Haiti gang violence displaces 7,600+ in Artibonite and Cite Soleil
Synopsis
Key Takeaways
Gang-fuelled armed clashes have displaced more than 7,600 people across Haiti's Artibonite and West departments in recent weeks, the United Nations Office for the Coordination of Humanitarian Affairs (OCHA) said on Friday, 27 June 2026, warning of deepening protection and health crises in one of the Western Hemisphere's most fragile states.
Scale of Displacement
According to the International Organization for Migration (IOM), more than 2,600 people were uprooted in the Artibonite department in a single week, with over three-quarters of them seeking refuge in the commune of Marchand Dessalines. Separately, renewed armed clashes in Cite Soleil — one of Port-au-Prince's most densely populated neighbourhoods — since 13 June have displaced more than 5,000 additional people, compounding displacement that had already been building between March and May.
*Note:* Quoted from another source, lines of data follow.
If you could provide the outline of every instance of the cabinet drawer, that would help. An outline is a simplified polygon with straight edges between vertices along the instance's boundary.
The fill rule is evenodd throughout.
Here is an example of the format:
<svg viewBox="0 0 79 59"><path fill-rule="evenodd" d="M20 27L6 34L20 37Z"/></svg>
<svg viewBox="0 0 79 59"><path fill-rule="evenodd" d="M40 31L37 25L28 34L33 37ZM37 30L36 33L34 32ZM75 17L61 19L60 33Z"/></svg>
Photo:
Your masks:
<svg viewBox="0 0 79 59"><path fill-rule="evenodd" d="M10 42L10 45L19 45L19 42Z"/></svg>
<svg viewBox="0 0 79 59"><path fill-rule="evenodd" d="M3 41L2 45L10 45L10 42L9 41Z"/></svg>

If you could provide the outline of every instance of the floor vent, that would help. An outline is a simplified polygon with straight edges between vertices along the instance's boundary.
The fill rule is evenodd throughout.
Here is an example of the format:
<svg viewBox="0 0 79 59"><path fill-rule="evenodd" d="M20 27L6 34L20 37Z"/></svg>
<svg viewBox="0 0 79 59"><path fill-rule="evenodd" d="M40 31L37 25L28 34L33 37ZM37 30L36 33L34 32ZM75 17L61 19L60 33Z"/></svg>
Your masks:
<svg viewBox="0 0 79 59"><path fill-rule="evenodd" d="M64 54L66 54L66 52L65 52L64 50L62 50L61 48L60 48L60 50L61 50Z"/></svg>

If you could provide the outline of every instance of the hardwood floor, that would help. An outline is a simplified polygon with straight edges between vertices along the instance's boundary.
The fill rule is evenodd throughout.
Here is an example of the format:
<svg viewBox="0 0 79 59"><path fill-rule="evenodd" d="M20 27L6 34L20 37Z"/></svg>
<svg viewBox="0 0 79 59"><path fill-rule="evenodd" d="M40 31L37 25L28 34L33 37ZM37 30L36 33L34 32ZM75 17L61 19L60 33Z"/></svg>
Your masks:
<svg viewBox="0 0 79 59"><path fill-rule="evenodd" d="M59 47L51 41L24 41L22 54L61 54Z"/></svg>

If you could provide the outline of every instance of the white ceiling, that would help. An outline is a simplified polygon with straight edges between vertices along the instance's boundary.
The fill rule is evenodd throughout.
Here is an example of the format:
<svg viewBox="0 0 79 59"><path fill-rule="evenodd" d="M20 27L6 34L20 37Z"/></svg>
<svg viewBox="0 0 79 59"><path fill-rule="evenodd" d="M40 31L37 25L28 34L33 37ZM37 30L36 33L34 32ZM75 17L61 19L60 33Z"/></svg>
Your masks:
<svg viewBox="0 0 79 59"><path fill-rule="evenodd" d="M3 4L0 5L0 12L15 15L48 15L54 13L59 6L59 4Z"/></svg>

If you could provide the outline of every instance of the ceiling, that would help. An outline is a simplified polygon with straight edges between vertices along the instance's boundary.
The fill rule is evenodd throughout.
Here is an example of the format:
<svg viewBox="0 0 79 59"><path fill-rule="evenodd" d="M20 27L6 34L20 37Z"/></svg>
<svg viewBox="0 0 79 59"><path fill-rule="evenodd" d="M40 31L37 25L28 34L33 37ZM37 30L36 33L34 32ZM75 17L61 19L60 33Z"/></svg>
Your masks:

'Continuing violence in the Artibonite department is raising serious protection concerns,' OCHA said in its statement.
Health Services Under Severe Strain
Ongoing violence has severely disrupted health services, with women and girls bearing a disproportionate burden. Doctors Without Borders (MSF), the international medical non-governmental organisation, was forced to suspend operations at its maternity facility in Cite Soleil on 19 June, cutting off thousands of women from maternal and reproductive healthcare in the area. Health facilities across the affected zones have simultaneously reported a sharp rise in the number of wounded patients requiring treatment, according to OCHA.
Forced Returns Add to the Crisis
The displacement crisis is compounded by a surge in forced returns. The IOM reported that more than 25,500 people were forcibly returned to Haiti last month alone, bringing the cumulative total for 2026 to over 117,000 people. Of those returned, 24 per cent were women and nearly 8 per cent were children — populations already at heightened risk in a country where gang control over territory continues to expand.
Humanitarian Funding Critically Short
OCHA confirmed it is working alongside humanitarian partners to assess needs and deliver assistance, but acknowledged significant access constraints in gang-controlled areas. The 2026 Haiti humanitarian appeal, valued at $880 million, remains only 27 per cent funded — a critical shortfall that threatens the scale and continuity of relief operations. Without a substantial injection of donor support, aid agencies warn that response capacity will continue to fall well short of the need.
What Comes Next
With gang violence showing no sign of abating and the rainy season adding logistical pressure, humanitarian agencies face an increasingly difficult operating environment. The suspension of MSF's maternity services and the mounting displacement figures signal that without a security breakthrough and fresh funding, Haiti's humanitarian situation is likely to deteriorate further in the weeks ahead.